With respect to Charles Calomiris's claim that it is inappropriate for the Federal Reserve to aim for a short-term nominal GDP growth rate above 5% per year no matter how high the unemployment rate...
David Beckworth writes:
Macro and Other Market Musings: A Defection from the "Open Letter to Bernanke": Over at FrumForum, Noah Kristula-Green gets some of the Open Letter to Ben Bernanke signers to discuss their motivations for doing so. One of the signers, Charles W. Calomiris, looks like he does not belong on that letter:
There are many reasonable alternative views on how to target monetary policy. I favor Ben McCallum’s proposal to target nominal GDP growth at about 5%. Since we were on track with that target before QE II, at least for the moment, I would neither be raising or lowering interest rates....

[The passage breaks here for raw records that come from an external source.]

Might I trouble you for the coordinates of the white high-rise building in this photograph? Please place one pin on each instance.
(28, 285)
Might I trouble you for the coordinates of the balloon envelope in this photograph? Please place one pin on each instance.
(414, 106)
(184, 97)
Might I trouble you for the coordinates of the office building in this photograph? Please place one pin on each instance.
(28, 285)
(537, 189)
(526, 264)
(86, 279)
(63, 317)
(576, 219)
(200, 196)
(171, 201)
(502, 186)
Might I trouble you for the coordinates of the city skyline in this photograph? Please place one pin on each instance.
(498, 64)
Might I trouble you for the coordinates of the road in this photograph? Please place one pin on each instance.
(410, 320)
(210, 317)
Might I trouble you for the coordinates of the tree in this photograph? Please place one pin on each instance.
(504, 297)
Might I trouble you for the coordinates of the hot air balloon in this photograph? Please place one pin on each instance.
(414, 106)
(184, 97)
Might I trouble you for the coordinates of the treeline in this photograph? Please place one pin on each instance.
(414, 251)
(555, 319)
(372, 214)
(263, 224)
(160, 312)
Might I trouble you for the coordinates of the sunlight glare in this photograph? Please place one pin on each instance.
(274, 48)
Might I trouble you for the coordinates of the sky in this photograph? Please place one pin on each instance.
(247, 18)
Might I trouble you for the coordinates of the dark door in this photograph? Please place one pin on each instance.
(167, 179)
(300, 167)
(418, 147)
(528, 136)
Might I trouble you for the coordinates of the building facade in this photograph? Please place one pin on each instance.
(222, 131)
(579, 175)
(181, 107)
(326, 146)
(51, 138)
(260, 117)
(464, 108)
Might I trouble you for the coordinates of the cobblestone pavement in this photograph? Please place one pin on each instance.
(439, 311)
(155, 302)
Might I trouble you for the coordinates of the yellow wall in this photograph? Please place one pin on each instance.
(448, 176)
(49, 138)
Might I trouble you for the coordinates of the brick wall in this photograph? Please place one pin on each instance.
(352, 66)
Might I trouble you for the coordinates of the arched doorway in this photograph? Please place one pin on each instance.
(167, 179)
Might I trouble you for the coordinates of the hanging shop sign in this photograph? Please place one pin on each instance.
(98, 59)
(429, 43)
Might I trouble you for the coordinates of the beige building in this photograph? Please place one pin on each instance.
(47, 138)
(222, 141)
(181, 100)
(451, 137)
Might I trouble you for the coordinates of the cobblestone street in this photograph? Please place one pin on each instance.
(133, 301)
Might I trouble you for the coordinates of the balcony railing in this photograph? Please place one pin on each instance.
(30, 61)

If Calomiris believes in level targeting rather than growth rate targeting he definitely does not belong on that letter. Below is a figure showing the level of nominal GDP, its trend, and its forecast through the end of 2011. (Click on figure to enlarge.) The gap between actual and trend nominal GDP in this figure is troubling, but more so is the fact that it is projected to grow over the next year. And yet folks are upset overQE2! Nominal GDP is nothing more than total current dollar spending. This is something the Fed can and should stabilize. That real problem with the Federal Reserve is not that its doing QE2, but that it is failed to stabilize nominal spending in the first place.
But David has the wrong title. Charlie is not a defector from the anti-Bernanke letter. He signed the thing--and he clearly believes not in level-of-nominal-GDP targeting or in a mix but in growth-rate-of-nominal-GDP targeting alone.
God knows why anybody would ever believe that. But he does.